Let me also say that I think there is an excellent chance that MIME/PEM will
fail, although for none of the reasons you have ever mentioned. For one thing,
we are very very late in this endeavour. There are already other formidable
players in this game that we have to confront, and there is no clear
indication
that we will win. And for another, it is not beyond possibility that I am
wrong
in my assessment that certificates as currently specified are an essential
service that people really need. If they aren't this whole effort is going
to die.

It's not clear to me who those formidable players are, or that we are
necessarily opposed to them. X9 and X12 have their constituencies in the
banking and EDI community, but they haven't yet come close to fielding an
effective, broad-based system.I am beginning to think that there is a real
possibility of PEM and PGP converging, and ultimately I think PEM and PKCS will
converge as well. DMS has a substantial follwing, in particular because Lotus
and Microsoft cannot afford to ignore those opportunities, but it seems
somewhat unlikely that everyone is going to embrace the Tessera cards after the
Clipper chip controversy.

I understand that from the standpoint of a developer who is always striving to
be 1 to 2 years ahead of the ordinary user, the PEM/MIME spedc may seem to be
awfully late. But my sample of most business users indicate that they are just
beginning to even think of using MIME seriously, and they are waiting
(patiently) for commercial-quality implementations to arrive so they can start
using digital signatures.

I've ben trying to do this kind of stuff for 10 years, and I get a little
frustrated, but I think the gernal public is just beginning to be receptive to
the entire notion. In general, I think that the user community is still waiting
for that killer application to put encryption and digital signatures on the
map. 

Electronic mail, with or without MIME, may or may not be that killer
application -- it's hard to predict. My own view, at least up until November
8th, was that it would be health care benefits and insurance claims filing, but
now I don't know. Ask Newt or Hillary (Hillary who?)? :-)
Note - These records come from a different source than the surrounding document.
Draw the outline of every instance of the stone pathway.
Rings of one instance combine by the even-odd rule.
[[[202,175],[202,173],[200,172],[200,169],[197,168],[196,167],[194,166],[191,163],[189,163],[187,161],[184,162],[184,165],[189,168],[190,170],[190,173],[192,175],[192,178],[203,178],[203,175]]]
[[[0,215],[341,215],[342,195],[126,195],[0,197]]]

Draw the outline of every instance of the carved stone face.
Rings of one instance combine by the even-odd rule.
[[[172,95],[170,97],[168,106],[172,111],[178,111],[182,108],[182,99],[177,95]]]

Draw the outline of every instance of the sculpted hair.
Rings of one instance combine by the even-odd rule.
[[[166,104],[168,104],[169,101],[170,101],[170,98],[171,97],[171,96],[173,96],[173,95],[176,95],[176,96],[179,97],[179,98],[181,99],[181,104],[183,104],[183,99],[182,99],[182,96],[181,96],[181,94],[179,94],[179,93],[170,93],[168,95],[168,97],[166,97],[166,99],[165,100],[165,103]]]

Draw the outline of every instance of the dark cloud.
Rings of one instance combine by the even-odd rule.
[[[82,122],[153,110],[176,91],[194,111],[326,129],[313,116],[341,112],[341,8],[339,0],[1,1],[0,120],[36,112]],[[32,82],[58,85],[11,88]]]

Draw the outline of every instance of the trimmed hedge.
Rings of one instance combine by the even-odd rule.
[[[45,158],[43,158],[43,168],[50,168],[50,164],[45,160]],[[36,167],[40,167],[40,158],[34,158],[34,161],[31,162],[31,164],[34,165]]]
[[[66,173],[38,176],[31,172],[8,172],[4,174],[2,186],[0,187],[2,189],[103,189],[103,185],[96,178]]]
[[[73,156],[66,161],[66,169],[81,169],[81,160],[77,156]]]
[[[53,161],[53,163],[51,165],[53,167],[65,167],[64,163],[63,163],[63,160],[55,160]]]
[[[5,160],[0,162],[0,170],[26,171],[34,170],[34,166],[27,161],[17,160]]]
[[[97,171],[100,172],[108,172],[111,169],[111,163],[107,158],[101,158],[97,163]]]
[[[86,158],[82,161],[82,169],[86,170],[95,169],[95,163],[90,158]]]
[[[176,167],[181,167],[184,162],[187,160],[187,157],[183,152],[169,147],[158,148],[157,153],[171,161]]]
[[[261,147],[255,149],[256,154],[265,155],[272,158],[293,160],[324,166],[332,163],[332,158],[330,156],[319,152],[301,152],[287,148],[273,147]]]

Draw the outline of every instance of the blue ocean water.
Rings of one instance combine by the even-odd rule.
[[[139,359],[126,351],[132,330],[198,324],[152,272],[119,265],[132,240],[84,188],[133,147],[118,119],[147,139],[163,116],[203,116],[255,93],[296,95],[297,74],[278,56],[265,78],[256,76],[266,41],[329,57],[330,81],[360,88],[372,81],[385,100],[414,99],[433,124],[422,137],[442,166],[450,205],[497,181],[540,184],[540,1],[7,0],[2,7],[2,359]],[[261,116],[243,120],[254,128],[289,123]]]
However, although  I might disagree with him from time to time, Ned is
obviously no dummy, and I will take the time to read what he has said
carefully
and try to respond equally carefully. Hopefully one of us will end up
educating
the other, or perhaps both of us will learn something. I will say that if
those
are his perceptions as to what a distinguished name ought to look like, no
wonder he has trouble building a certificate structure! I don't think I
could
either, given his self-imposed constraints.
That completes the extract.